Члены Конвента единодушно горячо поддержали бургомистра.
– Я не могу этого сделать и никогда не соглашусь с этим, – спокойным голосом отвечал герцог Якоб. – Если вы действительно бессильны защитить меня, то я готов отказаться от власти.
– Это также невозможно, – возразил Норманс, – страна не может лишиться законного правителя, а наследника у вас нет. Вы должны решиться: или все будет как прежде, при вашем отце, или неминуемая смерть, третьего не дано.
– Хорошо, я подумаю, – пообещал Конвенту герцог Якоб.
Восстанавливать прежние порядки молодой герцог не захотел.
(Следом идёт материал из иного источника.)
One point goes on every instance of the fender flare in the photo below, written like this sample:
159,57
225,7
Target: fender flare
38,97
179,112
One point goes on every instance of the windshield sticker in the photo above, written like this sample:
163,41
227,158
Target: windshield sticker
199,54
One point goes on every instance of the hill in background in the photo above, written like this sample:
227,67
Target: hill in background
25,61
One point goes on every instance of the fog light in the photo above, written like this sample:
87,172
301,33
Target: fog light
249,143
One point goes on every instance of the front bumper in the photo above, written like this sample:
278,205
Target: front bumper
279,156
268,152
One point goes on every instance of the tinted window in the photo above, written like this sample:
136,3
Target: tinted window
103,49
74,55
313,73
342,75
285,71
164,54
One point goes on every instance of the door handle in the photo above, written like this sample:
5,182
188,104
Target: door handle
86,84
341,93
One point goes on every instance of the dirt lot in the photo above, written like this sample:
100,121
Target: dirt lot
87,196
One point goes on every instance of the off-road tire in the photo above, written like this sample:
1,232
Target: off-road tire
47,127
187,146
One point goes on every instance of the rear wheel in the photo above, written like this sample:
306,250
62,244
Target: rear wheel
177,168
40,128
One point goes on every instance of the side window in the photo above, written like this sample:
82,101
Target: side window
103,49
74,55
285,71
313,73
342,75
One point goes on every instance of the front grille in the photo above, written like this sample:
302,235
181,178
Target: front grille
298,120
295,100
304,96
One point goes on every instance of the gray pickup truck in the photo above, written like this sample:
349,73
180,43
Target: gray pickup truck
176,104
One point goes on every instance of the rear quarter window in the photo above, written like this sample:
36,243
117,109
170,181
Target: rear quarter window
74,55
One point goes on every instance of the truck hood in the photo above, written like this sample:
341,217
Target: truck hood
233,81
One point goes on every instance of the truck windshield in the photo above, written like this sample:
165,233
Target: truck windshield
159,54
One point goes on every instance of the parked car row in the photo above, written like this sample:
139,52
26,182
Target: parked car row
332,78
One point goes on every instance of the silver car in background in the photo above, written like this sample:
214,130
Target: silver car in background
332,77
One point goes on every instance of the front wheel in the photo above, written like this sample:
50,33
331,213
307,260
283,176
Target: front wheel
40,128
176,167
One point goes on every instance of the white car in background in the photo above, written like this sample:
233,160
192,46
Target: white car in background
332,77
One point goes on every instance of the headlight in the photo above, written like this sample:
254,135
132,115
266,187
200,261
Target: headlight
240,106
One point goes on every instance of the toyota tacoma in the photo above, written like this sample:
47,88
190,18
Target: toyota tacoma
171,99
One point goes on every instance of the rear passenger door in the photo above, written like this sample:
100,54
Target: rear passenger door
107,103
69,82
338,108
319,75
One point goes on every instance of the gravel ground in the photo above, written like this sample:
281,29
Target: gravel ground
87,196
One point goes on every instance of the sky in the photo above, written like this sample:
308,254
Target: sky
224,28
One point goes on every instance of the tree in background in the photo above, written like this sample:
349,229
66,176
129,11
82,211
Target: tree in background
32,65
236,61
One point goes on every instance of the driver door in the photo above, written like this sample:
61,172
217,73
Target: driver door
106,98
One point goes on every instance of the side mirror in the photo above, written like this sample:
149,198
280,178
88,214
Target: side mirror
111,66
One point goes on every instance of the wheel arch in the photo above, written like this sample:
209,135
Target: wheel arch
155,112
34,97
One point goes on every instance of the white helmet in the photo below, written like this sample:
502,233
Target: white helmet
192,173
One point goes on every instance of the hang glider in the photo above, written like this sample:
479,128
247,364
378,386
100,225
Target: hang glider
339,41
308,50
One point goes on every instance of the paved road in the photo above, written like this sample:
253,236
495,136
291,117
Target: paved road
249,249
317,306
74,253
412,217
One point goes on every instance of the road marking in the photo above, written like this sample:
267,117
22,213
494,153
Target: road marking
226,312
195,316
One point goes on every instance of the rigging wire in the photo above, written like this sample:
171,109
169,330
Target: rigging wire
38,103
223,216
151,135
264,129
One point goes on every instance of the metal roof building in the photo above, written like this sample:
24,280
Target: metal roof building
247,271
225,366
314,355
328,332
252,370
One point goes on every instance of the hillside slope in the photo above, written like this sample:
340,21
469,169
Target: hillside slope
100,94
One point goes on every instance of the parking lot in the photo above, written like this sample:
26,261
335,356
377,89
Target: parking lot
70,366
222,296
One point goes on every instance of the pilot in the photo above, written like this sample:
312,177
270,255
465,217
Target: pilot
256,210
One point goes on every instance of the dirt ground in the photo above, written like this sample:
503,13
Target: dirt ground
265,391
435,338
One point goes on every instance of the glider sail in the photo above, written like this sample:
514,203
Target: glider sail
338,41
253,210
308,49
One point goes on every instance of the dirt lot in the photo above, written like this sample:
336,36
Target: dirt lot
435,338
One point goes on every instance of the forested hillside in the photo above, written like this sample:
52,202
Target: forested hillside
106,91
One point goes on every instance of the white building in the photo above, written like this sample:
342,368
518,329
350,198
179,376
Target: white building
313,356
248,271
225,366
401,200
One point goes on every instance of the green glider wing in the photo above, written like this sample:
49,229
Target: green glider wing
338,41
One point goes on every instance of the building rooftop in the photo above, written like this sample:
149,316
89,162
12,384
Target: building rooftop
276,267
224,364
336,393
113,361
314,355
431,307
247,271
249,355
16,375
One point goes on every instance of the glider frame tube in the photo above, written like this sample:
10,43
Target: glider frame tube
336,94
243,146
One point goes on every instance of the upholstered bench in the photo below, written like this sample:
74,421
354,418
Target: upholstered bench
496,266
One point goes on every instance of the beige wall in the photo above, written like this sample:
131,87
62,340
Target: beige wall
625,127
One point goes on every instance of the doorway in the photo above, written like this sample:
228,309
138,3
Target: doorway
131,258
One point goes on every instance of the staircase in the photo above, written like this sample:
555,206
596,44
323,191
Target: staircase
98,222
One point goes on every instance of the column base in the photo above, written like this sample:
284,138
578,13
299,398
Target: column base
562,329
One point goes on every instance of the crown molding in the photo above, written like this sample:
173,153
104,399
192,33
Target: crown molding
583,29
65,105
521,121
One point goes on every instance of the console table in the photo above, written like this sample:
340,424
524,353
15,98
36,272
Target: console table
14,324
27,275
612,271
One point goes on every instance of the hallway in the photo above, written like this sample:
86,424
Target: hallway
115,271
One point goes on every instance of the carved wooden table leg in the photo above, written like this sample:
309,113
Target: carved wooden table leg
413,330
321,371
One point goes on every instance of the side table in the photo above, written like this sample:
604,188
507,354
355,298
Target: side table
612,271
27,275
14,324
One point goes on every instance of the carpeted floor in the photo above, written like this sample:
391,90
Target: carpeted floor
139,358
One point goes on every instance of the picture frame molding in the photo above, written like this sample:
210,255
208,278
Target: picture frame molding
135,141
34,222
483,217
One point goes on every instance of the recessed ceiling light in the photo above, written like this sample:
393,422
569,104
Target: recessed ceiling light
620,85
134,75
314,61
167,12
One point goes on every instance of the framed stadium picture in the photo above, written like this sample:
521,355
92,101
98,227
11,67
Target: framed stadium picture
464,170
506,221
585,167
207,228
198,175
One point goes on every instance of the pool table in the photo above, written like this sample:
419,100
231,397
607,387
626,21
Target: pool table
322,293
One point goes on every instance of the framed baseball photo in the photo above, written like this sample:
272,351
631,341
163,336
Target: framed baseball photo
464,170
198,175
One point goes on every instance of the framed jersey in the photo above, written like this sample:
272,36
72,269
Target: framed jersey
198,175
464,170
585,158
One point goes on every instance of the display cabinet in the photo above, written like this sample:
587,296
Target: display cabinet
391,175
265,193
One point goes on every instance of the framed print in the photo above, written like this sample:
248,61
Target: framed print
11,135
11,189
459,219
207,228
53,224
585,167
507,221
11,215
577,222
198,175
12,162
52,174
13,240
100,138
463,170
И остаться на престоле не мог. Якоб попросил друга соорудить механическую куклу.
– Понимаешь, Йенс, нужно, чтобы кукла была хоть как-то на меня похожа. Пусть даже отдалённо. Такая, которая могла хотя бы немного говорить и двигаться.
– Мои опыты только в самом начале, и не обещаю, что получится хорошо, но всё же постараюсь, – пообещал Йенс.
Через несколько дней в разных частях страны начались беспорядки. Городское собрание Арконы объявило Якоба «ненастоящим» правителем, поскольку разрушаются основы государства, созданные прежним правителем. Разве мог бы «настоящий» герцог пойти против воли своего отца?
Охрана замка едва сдерживала натиск толпы. Негодующие крики были хорошо слышны в замке, когда Йенс представил другу свою работу. Кукла получилась плохо похожей на герцога Якоба и совершенно не могла ходить. К тому же она знала всего несколько слов: «я думаю», «посмотрим», «наказать», «благо Верании», «во имя народа» и тому подобное. Рта кукла не открывала, глухой голос шёл откуда-то изнутри из какого-то скрытого механизма, но зато могла шевелить руками и качать головой. При всех этих недостатках молодой герцог остался доволен работой друга.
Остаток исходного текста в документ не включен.